Piano di evacuazione
Flaminia Cruciani
Samuele Editore 2017, collana Scilla
prefazione di Marco Sonzogni
pag. 72
Isbn. 978-88-96526-94-1
12 €
Dalla prefazione:
Del resto, e Cruciani ce lo ricorda con martellante onestà di pensiero e di parola, ognuno di noi trova posto nel banco degli imputati. L’uomo, dunque, «è accusato» in quanto «colpevole»: complice (quasi sempre) meschino di quella «irreversibilità» che si continua a spacciare per vita vera. Una condizione, questa, che non può non avere il peso di una giusta condanna perché soffoca la speranza mentre riscrive, con mano pesante e falsificante, il «bestiario completo» di quell’«affatturamento» dell’umano day-by-day (e qui si urli pure, senza ritegno, come mantra maledetta e maldicente, il dantesco «Papè Satan, papè satan aleppe!»: grido di sofferenza di un malato terminale che intravede nella fine l’unica vera e validabile vittoria).
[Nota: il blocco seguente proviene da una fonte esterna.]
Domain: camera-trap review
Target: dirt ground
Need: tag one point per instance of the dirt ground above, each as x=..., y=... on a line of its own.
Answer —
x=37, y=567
Ebbene, la situazione non è incoraggiante. Pochi combattono come Flaminia Cruciani e tanti, troppi eludono (con maggiore o minore destrezza retorica) la nostra condizione di animali intelligenti. La lettura di questo libro può segnare l’inizio di una cura (per chi è disposto a capirlo e ad accettarlo: solo la poesia può redimere e salvare perché solo la poesia è). Basta, anche ad intermittenza, lasciarsi andare al desiderio di preparare un piano di evacuazione – non certo in un futuro “al-di-là” ma hic et nunc – per arrivare a cogliere nella fuga l’inevitabile e insaziabile significato della vita («svanire è la ventura delle venture» ha detto Montale in quella che resta forse la sua poesia più luminosa e illuminate).
Marco Sonzogni
Partecipo al destino della materia
provo il mondo mi sta stretto
cammino fra pagine di fuoco a piedi nudi
l’attesa è desiderio incarnato
vertigine invisibile il passato
inopportuno il rumore del tempo
il funambolo alchemico origina dall’intimità
della luce, interpreta il dominio delle ali
saccheggia la fine in terra sconsacrata
è necessario il sangue, lo confesso
resto in carica, estranea, elevata al consenso
senza argomenti per allargare il vero
volo ancora nel mio atomo aereo
non è vero, forse, che possiamo intonare il mare?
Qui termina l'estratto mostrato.